Because of the infamous slicing problems any typical inheritance implementation will to be rather limited in respect to usage in library interfaces. In my opinion inheritance can be used without any risks to performance and memory safety only inside single crate and it can be forced by language rules. Therefore there is no need to make inheritance un-ergonomic. Making bond between inheritance and traits will ensure that traits are still the only viable option for library interfaces. Besides modeling problems in an OOP fashion inheritance can be good tool for code reuse and reduce size of code in many situations.

It is quite clear that inheritance and dynamic dispatch are largely independent problems albeit historically solved together in many existing object-oriented languages where dynamic dispatch also helps solve slicing problems. Rust is not object-oriented and has highly independent dynamic dispatch mechanism so there is a opportunity to make inheritance and dynamic dispatch truly independant features.


#2

I would suggest looking into the approach chosen by Go and adapting it for explicit trait implementations of rust instead of implicit implementations of Go.

The idea is not to have inheritance at all, but instead introduce a way to say "Implement trait T for struct X by delegating all methods not explicitly defined to member y". Something like:

trait Tr { ... }
struct S { ... }
impl Tr for S { ... }
struct S2 {
    s : S;
    ...
}
#[delegate(S::s)]
impl Tr for S2 { /* nothing needed here, but overrides are permitted */ }

Any case that would be problem for the borrow checker would be prohibited. One I can think of is if S2 is Drop, S is not Copy and Tr has method that takes self by value (so it moves s out, but then the drop implementation would get partially invalid object).

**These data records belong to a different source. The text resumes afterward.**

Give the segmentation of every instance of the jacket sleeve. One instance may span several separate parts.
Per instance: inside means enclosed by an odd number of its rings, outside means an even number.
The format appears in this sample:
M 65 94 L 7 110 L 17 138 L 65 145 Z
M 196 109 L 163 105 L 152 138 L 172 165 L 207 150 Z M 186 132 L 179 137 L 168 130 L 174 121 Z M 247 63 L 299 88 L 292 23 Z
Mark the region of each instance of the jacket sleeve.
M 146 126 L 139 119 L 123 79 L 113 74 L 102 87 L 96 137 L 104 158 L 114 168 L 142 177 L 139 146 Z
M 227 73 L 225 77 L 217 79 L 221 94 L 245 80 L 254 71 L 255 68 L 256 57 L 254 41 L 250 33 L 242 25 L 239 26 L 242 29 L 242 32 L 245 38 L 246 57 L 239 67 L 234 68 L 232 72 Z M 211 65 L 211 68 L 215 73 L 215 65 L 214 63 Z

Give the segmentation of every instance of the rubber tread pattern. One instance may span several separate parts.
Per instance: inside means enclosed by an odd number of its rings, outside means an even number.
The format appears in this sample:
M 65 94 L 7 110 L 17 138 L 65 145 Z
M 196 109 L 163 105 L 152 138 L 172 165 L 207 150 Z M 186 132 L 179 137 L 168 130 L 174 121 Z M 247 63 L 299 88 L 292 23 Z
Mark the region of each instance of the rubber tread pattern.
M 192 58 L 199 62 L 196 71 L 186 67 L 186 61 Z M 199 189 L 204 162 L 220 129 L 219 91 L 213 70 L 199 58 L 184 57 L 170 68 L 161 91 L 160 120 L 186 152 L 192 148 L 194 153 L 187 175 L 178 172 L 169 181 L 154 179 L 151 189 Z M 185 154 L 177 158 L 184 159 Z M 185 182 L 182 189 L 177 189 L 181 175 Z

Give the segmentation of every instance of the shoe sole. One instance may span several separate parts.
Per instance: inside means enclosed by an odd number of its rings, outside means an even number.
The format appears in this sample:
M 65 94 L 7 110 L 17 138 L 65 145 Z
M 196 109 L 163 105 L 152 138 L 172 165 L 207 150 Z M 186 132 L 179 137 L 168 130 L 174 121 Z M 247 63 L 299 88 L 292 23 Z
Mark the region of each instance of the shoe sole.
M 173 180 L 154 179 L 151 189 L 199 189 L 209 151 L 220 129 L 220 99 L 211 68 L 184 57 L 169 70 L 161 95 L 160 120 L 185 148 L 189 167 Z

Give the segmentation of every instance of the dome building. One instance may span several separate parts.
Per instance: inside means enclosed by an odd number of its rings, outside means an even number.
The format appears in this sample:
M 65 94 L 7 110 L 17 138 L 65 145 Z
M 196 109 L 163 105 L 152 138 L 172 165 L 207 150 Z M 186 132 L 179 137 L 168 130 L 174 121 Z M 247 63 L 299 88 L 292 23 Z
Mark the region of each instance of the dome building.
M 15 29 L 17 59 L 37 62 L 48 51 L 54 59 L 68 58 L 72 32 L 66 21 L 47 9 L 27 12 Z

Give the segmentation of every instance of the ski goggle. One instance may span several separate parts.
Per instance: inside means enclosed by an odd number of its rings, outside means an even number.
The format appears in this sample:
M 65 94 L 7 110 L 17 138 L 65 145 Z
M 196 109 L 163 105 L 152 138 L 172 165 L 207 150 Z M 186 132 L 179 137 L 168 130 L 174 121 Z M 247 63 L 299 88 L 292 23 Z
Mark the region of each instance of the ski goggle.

But that should be pretty rare; most traits take self by reference.

Note, that whenever polymorphism is static (using generics) the compiler can statically make out what to call and for trait references the dispatch is dynamic either way, so it does not add any performance penalty either.


#3

Here is an article about adding traits with required fields to a java-like language. It doesn’t mention memory layout, but the notation looks very neat. Perhaps it can be an inspiration.

Bettini et al, “Implementing Software Product Lines using Traits” (2010) http://www.di.unito.it/~damiani/papers/oops10.pdf

EDIT: This is basically “Composition by multiple struct inheritance”.